Now that it's official that there is no money allocated to abstinence-only sex education, reproductive health advocates are firmly in the majority. Two articles that came up on my news alert email show contrasting approaches.

The first criticizes the National Campaign to Prevent Teen and Unplanned Pregnancy, which is a moderate organization that summarizes research on which sex ed programs are effective. They don't rule out that there might exist abstinence-only programs that work, but they say simply that there's no evidence that they work, and that moderation is why almost everyone trusts them.
This article doesn't see that moderation as quite so benign, saying they are not much better than the abstinence-only camp, calling them sex negative and saying they engage in "slut shaming", and that relationships don't turn out better if you wait to have sex until the 50th date instead of the 1st. That last question is an interesting one; as far as I know, there's no academic research on it, but I'd love to see the grant entitled, "Maximizing romantic returns: An investigation of the optimal time in a dating relationship until young women should put out." (Naturally to avoid confounding, the project would need to use matched sampling.)

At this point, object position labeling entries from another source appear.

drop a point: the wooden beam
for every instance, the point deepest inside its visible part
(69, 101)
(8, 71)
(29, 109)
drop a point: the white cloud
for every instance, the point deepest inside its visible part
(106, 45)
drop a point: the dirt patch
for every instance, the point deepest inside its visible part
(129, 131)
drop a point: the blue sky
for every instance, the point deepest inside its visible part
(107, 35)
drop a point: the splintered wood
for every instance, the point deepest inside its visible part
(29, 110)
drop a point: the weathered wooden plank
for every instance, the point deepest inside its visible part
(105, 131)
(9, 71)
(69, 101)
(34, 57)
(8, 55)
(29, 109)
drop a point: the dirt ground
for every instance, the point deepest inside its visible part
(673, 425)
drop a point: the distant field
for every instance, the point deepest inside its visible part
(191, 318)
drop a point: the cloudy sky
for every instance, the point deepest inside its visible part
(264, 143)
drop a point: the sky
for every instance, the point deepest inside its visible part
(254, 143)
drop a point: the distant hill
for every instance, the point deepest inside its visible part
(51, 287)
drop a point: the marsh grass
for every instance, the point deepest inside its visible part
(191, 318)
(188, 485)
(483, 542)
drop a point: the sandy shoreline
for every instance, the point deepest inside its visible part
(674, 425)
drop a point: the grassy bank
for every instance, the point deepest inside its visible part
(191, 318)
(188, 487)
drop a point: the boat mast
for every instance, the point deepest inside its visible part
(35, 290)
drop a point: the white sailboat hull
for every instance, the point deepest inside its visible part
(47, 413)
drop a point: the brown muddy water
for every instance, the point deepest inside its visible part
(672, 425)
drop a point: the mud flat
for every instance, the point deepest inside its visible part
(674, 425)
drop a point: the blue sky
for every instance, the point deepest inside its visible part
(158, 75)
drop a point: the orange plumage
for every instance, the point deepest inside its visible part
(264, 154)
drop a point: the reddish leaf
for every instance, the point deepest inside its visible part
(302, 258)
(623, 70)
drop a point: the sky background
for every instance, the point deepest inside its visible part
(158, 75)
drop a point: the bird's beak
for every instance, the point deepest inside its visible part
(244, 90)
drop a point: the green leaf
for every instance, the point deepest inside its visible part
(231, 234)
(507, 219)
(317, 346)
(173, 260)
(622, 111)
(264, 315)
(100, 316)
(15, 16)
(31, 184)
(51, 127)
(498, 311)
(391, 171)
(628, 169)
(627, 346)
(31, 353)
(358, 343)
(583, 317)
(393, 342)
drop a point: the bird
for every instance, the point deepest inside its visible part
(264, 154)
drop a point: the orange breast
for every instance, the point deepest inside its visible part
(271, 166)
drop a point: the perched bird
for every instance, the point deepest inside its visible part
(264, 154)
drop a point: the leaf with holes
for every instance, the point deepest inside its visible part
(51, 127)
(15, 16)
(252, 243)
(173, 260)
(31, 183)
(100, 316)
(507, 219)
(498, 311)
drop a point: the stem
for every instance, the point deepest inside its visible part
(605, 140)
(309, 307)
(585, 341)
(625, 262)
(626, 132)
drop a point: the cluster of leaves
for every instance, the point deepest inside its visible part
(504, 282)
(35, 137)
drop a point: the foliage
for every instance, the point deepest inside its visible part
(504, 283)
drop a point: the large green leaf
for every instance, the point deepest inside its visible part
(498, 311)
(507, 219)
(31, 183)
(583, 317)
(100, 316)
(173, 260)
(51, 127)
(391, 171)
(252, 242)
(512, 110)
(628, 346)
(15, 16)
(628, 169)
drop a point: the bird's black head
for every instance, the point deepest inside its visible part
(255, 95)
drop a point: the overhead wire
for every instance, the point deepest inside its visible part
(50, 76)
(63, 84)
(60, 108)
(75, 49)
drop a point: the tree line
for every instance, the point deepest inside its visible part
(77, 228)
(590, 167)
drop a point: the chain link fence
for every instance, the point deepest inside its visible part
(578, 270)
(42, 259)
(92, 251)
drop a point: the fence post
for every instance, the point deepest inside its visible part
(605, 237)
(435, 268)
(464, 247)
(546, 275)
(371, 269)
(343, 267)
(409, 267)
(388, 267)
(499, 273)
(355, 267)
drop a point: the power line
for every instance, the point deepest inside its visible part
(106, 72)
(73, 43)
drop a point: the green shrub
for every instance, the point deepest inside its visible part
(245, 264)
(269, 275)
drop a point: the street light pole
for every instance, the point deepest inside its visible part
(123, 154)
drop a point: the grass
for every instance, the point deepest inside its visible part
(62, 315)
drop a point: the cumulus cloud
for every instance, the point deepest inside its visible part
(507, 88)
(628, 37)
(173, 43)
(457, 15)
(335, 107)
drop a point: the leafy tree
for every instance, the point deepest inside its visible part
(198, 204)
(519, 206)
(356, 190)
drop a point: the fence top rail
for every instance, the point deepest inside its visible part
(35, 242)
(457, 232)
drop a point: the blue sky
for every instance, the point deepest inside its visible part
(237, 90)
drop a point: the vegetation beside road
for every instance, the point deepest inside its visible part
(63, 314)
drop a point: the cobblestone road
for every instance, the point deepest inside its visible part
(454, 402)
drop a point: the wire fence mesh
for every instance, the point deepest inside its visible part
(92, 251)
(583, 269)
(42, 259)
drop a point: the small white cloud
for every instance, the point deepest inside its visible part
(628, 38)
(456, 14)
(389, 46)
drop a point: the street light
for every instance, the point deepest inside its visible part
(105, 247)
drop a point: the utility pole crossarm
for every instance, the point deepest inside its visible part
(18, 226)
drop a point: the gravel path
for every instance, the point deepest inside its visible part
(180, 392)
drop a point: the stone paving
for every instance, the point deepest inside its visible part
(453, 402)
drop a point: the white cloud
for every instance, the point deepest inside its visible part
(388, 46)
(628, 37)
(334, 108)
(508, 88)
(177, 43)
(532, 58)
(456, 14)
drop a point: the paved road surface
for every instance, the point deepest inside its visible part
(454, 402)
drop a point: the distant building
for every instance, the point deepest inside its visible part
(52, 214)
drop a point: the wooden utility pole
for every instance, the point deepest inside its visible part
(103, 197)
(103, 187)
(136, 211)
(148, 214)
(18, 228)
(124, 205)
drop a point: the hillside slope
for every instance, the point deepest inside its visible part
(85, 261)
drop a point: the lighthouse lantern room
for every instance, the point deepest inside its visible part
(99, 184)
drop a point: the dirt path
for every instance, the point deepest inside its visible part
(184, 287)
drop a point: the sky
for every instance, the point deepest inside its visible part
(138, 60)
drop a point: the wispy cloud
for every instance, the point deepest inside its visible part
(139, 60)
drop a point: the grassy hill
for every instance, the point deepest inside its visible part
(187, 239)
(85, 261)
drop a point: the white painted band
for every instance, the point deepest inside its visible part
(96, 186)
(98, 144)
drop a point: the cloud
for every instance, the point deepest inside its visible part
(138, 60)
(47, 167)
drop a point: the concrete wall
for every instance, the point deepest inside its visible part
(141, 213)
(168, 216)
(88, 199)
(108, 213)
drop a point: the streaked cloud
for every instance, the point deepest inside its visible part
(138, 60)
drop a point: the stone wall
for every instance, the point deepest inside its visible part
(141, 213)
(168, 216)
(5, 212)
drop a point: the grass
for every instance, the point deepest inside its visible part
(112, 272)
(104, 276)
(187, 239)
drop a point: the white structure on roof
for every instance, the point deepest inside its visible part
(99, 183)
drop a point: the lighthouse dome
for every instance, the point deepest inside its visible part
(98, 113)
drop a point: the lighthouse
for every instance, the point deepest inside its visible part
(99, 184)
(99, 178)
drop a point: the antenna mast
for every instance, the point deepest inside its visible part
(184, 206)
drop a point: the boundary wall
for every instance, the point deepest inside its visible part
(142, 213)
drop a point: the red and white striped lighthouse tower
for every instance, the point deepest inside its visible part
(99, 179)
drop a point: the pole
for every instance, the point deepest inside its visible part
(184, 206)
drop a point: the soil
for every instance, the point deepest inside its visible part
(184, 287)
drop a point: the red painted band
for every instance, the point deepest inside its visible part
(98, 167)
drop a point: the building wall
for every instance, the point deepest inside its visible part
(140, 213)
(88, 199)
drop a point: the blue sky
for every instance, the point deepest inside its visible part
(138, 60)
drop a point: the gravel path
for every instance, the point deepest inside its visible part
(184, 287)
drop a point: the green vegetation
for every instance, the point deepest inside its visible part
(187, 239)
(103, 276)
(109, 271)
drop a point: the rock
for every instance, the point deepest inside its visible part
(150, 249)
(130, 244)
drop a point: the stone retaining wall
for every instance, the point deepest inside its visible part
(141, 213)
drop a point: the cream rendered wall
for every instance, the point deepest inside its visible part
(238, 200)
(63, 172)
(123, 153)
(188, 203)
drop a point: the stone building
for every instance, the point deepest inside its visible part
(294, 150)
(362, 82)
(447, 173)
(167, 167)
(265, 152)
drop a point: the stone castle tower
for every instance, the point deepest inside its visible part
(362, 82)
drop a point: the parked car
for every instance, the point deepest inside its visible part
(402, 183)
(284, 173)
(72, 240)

The second articletalks about how complicated young women's sexualities are now, perhaps summarized as too much information without enough knowledge and wisdom. Women who initiate sex early do so under coercion, even without actual coercion many adolescent women don't feel comfortable saying no, and that when they say yes it is hesitant; she puts this well, so I will quote her:

The "yes" to sex and sexuality I hear young women often express sounds like the way many of us who took other languages in high school and trying to speak them in the country of their origin in our later years. Like asking with a feigned confidence where the drivel is when we wanted to ask where the bathroom was.

BGLT culture is more available to BGLT teens, yet only in certain places; women's bisexuality is accepted only as men's entertainment; and transgendered teens feel pressure to transition young, before age 18. Uniquely, she also emphasizes that teens' relative lack of responsibility compared to past generations (e.g., delays in moving out and getting a job) does not prepare them to take responsibility for their sexualities when the stakes are higher. Overall a fantastic summary: lots of questions, few answers other than the suggestion of communicating to teens that we understand that things are complicated.

When reproductive health advocates are in the minority, we show the status quo's failures. Even if it were right, the first article is not constructive; engaging in such divisiveness is a waste of a valuable opportunity to improve the situation. By contrast, the second article is constructive by laying out current problems of teen sexality in all their complexity. Now to move on to address them.